Il consiglio di amministrazione (Cda) del gruppo aereo è sotto pressione, messo alle strette da denunce penali, ventilate azioni di responsabilità e annunciate negazioni dello scarico dei conti da parte della Confederazione e di diversi cantoni.
Si è schierato decisamente contro l’operato dell’organo di sorveglianza un gruppo di azionisti organizzato dall’avvocato Hans- Jacob Heitz. L’associazione chiederà all’assemblea di votare a favore di una verifica speciale.
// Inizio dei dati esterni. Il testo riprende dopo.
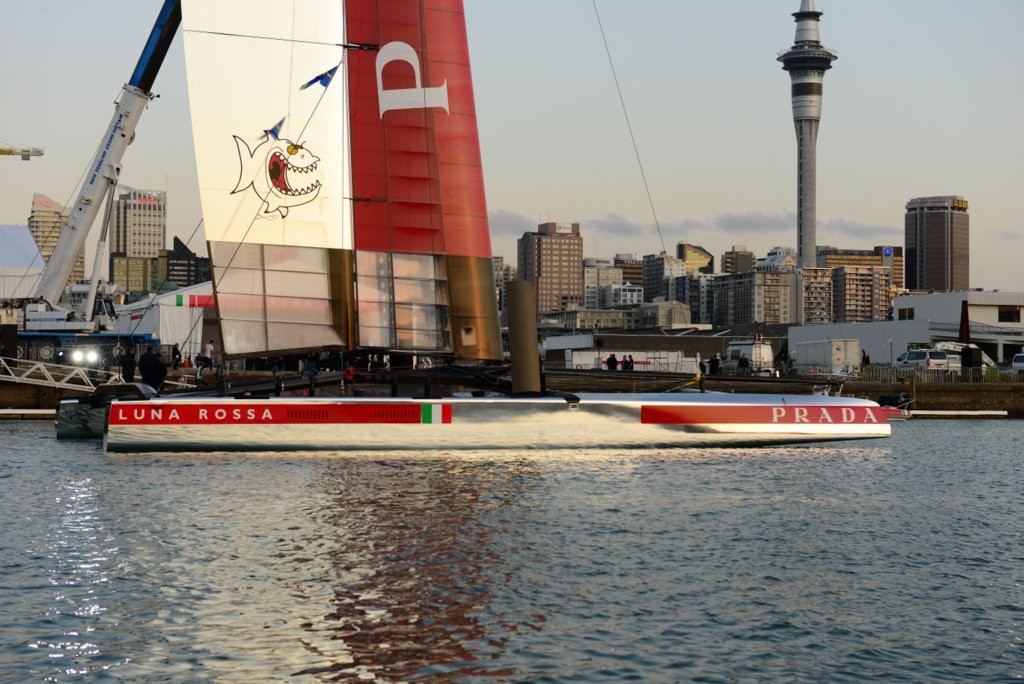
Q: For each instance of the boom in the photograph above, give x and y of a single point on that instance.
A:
(24, 153)
(102, 173)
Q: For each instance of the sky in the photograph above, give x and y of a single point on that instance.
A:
(926, 98)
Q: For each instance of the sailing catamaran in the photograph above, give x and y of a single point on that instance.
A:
(343, 202)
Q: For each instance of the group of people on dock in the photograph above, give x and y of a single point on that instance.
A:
(613, 362)
(154, 369)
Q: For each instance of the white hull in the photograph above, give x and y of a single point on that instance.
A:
(612, 421)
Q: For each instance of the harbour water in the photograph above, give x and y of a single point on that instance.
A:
(892, 560)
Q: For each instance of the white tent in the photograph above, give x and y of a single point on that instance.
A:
(173, 316)
(20, 262)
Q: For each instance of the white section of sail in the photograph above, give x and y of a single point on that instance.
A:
(272, 157)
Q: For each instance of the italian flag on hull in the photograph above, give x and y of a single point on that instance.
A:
(435, 413)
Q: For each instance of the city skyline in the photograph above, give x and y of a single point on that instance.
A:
(911, 113)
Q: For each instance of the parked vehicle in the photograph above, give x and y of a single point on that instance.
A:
(1017, 365)
(832, 356)
(923, 358)
(761, 358)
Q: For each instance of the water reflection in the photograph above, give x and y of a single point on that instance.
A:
(76, 555)
(421, 548)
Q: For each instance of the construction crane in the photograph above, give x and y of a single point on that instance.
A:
(24, 153)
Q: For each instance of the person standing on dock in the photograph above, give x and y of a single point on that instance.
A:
(128, 366)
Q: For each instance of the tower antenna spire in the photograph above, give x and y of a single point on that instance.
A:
(807, 62)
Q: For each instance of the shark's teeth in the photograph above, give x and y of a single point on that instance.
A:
(296, 191)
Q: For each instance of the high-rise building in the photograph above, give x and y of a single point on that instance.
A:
(139, 225)
(700, 297)
(890, 257)
(697, 259)
(763, 296)
(937, 245)
(807, 62)
(597, 275)
(660, 273)
(816, 296)
(860, 294)
(738, 260)
(181, 266)
(552, 257)
(45, 222)
(632, 268)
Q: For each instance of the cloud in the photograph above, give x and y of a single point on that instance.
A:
(505, 223)
(757, 222)
(1004, 236)
(876, 232)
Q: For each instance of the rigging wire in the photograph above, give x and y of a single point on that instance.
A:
(629, 126)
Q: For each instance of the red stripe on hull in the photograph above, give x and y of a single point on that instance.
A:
(265, 414)
(757, 415)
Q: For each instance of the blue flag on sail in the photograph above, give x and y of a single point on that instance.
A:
(275, 131)
(324, 79)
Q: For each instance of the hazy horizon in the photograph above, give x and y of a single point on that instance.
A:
(921, 102)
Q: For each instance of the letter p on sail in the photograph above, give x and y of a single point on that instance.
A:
(407, 98)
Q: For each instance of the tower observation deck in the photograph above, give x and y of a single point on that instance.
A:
(807, 62)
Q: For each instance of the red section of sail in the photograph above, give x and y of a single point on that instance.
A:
(416, 165)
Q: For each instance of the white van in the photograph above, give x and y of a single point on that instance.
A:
(1017, 365)
(760, 355)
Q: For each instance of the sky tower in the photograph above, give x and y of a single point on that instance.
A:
(807, 62)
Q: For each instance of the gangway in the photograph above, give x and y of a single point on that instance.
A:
(78, 378)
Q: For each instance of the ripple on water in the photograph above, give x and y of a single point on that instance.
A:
(892, 560)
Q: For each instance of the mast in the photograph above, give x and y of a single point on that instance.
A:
(807, 62)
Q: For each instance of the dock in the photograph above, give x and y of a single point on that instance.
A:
(28, 414)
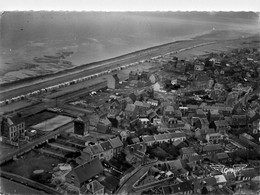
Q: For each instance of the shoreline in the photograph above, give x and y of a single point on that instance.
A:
(83, 66)
(186, 38)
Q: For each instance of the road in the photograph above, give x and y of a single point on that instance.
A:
(30, 145)
(16, 89)
(18, 188)
(128, 186)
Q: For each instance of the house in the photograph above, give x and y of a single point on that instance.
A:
(256, 126)
(222, 157)
(168, 111)
(113, 82)
(153, 103)
(221, 126)
(202, 81)
(178, 114)
(82, 174)
(104, 126)
(187, 152)
(12, 127)
(212, 149)
(117, 145)
(115, 107)
(246, 174)
(130, 111)
(153, 117)
(185, 187)
(95, 151)
(152, 78)
(148, 139)
(144, 122)
(92, 188)
(82, 125)
(176, 166)
(239, 121)
(220, 180)
(133, 75)
(167, 137)
(107, 153)
(214, 137)
(156, 86)
(182, 81)
(170, 122)
(141, 108)
(135, 153)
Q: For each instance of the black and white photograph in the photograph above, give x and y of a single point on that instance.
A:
(129, 97)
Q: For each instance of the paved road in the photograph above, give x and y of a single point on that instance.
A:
(128, 186)
(23, 180)
(13, 91)
(30, 145)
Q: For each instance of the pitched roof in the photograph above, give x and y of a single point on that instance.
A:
(88, 170)
(96, 149)
(116, 142)
(148, 138)
(222, 155)
(169, 109)
(106, 145)
(221, 123)
(187, 150)
(178, 188)
(130, 107)
(212, 147)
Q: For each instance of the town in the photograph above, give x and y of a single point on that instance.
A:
(164, 125)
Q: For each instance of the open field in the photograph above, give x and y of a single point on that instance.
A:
(30, 162)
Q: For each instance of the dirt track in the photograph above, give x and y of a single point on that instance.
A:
(16, 89)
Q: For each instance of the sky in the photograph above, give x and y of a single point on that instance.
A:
(131, 5)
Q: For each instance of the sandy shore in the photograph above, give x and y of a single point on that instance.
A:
(31, 84)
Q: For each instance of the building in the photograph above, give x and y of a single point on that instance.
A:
(107, 154)
(115, 107)
(12, 127)
(214, 137)
(142, 108)
(187, 152)
(212, 149)
(117, 145)
(130, 111)
(148, 139)
(167, 137)
(81, 125)
(113, 82)
(82, 174)
(104, 126)
(185, 187)
(221, 126)
(92, 188)
(168, 111)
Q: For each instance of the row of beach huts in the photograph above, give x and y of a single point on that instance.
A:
(72, 82)
(65, 84)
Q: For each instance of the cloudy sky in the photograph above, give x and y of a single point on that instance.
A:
(131, 5)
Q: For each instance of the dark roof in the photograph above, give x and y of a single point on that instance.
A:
(212, 147)
(222, 155)
(130, 107)
(177, 188)
(95, 149)
(148, 138)
(14, 120)
(116, 142)
(106, 145)
(88, 170)
(187, 150)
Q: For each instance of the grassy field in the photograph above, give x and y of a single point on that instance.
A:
(30, 162)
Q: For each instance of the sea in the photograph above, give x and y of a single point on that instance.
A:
(95, 36)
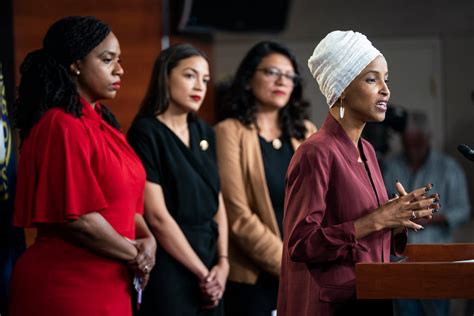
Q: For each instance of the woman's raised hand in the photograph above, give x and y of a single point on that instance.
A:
(406, 209)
Non mancano certo le ragioni per il malcontento degli azionisti: crollo dei titoli in Borsa, perdita di 2,9 miliardi di franchi nel 2000 e fallimento della strategia di espansione. Mario Corti, il nuovo uomo forte a capo del gruppo, è il solo membro del Cda a godere della fiducia degli azionisti. Ma il suo compito non sarà facile: dovrà affrontare una miriade di domande.
Gli osservatori si attendono da Corti non solo risposte precise sul passato, bensì anche chiare indicazioni sul futuro di SAirGoup. Fra le questioni aperte figura il destino di AOM/Air Liberté, il polo francese del vettore elvetico.
I punti all’ordine del giorno sono solo cinque, ma faranno discutere molto. In prima posizione figura l’approvazione dei conti 2000 e del rapporto di revisione. Seguono la richiesta dell’associazione degli azionisti di istituire una verifica speciale, lo scarico agli amministratori, la copertura della perdita di bilancio tramite scioglimento delle riserve e infine le nomine nel Cda.
In coincidenza con l’assemblea scadono i mandati di Bénédict G. F. Hentsch, Andres F. Leuenberger, Lukas Mühlemann e Thomas Schmidheiny. Il Cda propone la rielezione di Hentsch, Leuenberger e Mühlemann.
Thomas Schmidheiny rinuncia a ricandidarsi. Si sono dimessi anticipatamente Vreni Spoerry, Gerhard Fischer, Paul-Antoine Hoefliger, Eric Honegger e Gaudenz Staehelin.
Intanto martedì mattina, il titolo di SAirGrop si è dimostrato parecchio euforico: alle 11.30, a tre ore e mezza dall’inizio dell’assemblea generale della società, l’azione era scambiata a 116.50 franchi, più del 7 % in più rispetto al giorno precedente. La performance di SAirGroup spicca su un mercato stagnante, con lo SMI in leggero calo, ed è segno che gli investitori sono in attesa di chiarimenti sui problemi finanziari del gruppo.